When the PV&T started to plan on turning off the SLR’s third rail and replacing it with 3kvdc overhead wire, they (obviously) needed to assign different power to replace the increasingly overworked 1000s & 1100s which were currently hauling freight on the railroad. There wasn’t much spare power on the railroad, so GE was approached for some new electrics.
GE had recently manufactured a small fleet of E10Bs for the Niagara Junction, so suggested something like that, but with the proper voltage for the PV&T’s electrification. The Niagara Junction was close enough so that the engineering department could send people out to inspect the units and see how they worked on a switching railroad, and they proved to be a perfectly cromulent choice for the SLR’s needs.
So the SLR ordered 8 of them to replace 9 of the existing 1000s & 1100s. About twice the horsepower and twice the weight, so instead of 10 little locomotives working all the time to haul increasing freight loads it became 8 larger locomotives working part of the time to haul the same loads and have a couple of spare locomotives so that the local switching on the PV&T line into Boston could be transferred over to the SLR.
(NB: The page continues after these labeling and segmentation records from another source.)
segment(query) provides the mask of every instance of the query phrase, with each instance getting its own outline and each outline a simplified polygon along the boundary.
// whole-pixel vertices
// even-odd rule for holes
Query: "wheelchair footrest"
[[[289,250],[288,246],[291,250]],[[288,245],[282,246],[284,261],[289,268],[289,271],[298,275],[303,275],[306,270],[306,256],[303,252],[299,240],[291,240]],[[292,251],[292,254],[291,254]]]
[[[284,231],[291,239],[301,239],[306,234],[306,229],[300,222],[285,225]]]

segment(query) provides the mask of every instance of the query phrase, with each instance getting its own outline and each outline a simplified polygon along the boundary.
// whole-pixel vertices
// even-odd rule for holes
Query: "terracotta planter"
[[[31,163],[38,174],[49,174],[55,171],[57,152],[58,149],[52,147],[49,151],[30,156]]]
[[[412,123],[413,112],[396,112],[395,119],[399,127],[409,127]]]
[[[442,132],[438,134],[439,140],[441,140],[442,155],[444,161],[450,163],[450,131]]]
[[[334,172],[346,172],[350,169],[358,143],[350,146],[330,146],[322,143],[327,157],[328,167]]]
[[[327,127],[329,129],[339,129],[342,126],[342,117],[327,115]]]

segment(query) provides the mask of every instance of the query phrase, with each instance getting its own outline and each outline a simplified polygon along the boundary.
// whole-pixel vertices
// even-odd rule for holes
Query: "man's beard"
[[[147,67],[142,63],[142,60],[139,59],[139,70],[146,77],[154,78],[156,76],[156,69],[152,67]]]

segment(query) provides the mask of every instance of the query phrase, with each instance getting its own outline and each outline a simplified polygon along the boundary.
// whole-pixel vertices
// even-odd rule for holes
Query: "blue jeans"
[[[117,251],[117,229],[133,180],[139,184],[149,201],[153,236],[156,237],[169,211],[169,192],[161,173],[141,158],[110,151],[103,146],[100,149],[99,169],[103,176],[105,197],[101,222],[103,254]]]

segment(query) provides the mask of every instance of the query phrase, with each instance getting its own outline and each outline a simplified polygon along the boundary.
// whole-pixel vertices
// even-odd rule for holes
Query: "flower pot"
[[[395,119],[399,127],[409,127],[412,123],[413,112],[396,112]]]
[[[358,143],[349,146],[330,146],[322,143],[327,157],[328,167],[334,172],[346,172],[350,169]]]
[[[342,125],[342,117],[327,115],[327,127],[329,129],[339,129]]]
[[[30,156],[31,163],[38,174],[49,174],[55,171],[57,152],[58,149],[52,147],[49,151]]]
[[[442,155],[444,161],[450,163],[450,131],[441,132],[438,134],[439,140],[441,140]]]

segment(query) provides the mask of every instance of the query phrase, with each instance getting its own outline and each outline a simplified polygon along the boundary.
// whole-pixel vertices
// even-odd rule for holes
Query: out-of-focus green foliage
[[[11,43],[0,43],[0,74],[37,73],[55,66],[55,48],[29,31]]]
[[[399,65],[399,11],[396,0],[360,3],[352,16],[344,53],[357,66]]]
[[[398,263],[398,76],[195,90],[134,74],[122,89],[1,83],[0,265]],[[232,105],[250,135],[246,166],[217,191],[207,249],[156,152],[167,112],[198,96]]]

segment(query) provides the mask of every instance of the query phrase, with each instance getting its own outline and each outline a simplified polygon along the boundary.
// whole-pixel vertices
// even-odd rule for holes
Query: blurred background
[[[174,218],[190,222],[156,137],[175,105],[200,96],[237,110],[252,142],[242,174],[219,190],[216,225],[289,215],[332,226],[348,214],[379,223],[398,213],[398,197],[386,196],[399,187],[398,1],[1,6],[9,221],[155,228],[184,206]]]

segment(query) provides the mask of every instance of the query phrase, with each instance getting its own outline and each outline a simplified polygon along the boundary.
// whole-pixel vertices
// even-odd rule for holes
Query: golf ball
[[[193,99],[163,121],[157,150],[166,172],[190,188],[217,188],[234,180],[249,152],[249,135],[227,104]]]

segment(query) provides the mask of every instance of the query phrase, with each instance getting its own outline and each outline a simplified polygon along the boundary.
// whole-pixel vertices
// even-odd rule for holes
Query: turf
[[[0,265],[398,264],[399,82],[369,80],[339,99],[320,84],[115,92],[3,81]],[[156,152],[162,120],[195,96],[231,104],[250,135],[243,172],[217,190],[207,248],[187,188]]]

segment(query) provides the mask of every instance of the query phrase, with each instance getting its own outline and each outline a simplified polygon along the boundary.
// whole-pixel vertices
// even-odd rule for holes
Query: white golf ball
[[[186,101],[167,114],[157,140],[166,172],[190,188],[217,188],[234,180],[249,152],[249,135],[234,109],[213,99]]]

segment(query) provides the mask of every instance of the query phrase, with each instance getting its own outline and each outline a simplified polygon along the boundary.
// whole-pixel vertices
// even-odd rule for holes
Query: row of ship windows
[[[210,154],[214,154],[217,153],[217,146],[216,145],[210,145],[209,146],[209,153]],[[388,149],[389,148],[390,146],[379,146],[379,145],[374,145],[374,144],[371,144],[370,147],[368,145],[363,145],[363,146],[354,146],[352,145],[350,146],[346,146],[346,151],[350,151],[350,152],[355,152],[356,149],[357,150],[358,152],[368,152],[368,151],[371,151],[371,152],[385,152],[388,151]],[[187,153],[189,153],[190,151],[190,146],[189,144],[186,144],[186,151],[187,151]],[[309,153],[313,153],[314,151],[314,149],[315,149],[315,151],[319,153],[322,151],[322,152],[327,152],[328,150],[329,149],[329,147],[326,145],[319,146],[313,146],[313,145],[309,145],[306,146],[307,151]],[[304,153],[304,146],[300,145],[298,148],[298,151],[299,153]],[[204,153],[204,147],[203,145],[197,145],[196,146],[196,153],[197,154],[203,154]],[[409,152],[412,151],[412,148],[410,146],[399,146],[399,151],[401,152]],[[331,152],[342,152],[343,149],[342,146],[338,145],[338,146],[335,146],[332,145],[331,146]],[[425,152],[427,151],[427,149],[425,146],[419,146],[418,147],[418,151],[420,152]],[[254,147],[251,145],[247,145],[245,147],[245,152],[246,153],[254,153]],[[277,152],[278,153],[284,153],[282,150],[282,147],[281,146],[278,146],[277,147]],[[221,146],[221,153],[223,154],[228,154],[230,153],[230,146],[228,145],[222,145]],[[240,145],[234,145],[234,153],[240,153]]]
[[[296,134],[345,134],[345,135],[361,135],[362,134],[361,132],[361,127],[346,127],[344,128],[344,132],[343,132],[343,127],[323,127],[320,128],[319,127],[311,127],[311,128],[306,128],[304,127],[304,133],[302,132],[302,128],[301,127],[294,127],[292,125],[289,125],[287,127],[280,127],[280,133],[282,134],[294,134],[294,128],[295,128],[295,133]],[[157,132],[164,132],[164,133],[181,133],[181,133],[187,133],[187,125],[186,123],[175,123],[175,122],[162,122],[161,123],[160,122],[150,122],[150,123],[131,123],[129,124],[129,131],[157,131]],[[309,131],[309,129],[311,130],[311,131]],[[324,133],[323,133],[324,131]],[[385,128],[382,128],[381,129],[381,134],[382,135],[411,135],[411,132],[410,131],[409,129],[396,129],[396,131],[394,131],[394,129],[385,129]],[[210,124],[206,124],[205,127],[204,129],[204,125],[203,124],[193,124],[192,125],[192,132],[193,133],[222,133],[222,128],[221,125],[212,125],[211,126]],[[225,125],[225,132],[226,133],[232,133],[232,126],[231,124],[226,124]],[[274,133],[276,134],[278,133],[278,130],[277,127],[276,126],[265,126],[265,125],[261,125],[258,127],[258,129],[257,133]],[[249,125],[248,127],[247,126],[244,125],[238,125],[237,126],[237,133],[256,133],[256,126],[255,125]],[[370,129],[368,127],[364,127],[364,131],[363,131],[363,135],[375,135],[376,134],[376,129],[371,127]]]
The fleet operated unchanged until 1999, when Amtrak’s electrification of the Boston end of the NE corridor cut off the Quincy running track. 325 was taken out of service at that point (sent to the historical fleet in Saint-Constant), then 323 & 326 were reassigned to the ORRC in 2005 & 2008 respectively, 324 & 327 were retired in 2010 & 2020 respectively, and the final 3 (320-322) went to the CSS&SB – and then the TdM for operations on the Montréal-Est industrial district – when the bulk of the SLR was reenergized at 25kvac and new class JSes & M2s were brought in to handle freight.